Des tarifs opaques ... 

Dans un tiers des cas, les prix sont incomplets ou incompréhensibles, et inexistants dans 10% des cas. Les auto-écoles ont pourtant l'obligation légale de les afficher de manière visible à l'extérieur.

"Nous avons observé des manquements graves dans certains établissements. Il existe ainsi un vrai flou des tarifs pratiqués par les auto-écoles, explique Olivier Gayraud, chargé de mission à CLCV. Avec une différence parfois abyssale entre le coût prévu pour passer son permis de conduire et le coût réel de son obtention. Et ce alors qu'aujourd'hui, le permis de conduire constitue la plupart du temps une dépense contrainte, la plupart des employeurs l'exigeant lors d'une embauche."

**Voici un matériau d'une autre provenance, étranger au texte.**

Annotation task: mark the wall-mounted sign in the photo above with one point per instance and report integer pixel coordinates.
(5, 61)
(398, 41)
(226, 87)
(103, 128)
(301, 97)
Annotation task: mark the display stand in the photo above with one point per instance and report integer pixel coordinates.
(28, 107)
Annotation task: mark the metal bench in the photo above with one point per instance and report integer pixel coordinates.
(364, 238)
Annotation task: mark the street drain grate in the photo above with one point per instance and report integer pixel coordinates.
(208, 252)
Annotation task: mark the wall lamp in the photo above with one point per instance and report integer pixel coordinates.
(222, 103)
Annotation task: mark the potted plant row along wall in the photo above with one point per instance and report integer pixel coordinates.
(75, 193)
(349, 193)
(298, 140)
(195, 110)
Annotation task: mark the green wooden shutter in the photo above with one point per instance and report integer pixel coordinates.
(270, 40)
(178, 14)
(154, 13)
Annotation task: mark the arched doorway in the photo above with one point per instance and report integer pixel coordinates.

... inégaux selon les régions ... 

L'association fustige également les disparités géographiques, puisque le forfait initial de 20 heures de conduite, d'un coût moyen de 1 067 euros, peut grimper jusqu'à 1 425 euros à Paris et descendre à 780 euros à Lille. Par ailleurs, ce forfait initial doit très souvent être complété par des heures de conduite supplémentaires facturées au prix fort. L'association de consommateurs demande une obligation de résultats pour les auto-écoles qui évaluent les besoins des conducteurs en herbe.

... avec des résultats variables

CLCV souligne aussi que le taux de réussite à l'épreuve pratique sur route est extrêmement variable d'un département à l'autre (autour de 45% en 2011 à Paris et 70% dans les Alpes-de-Haute-Provence). Le délai de présentation à l'examen peut quant à lui passer du simple au triple. "D'une manière générale, il convient d'homogénéiser l'obtention du permis de conduire, afin que les candidats sachent dans quoi ils s'engagent et soient égaux dans toute la France", ajoute Olivier Gayraud. "Cela passe par un affichage systématique et clair des tarifs et du taux de réussite dans chaque auto-école."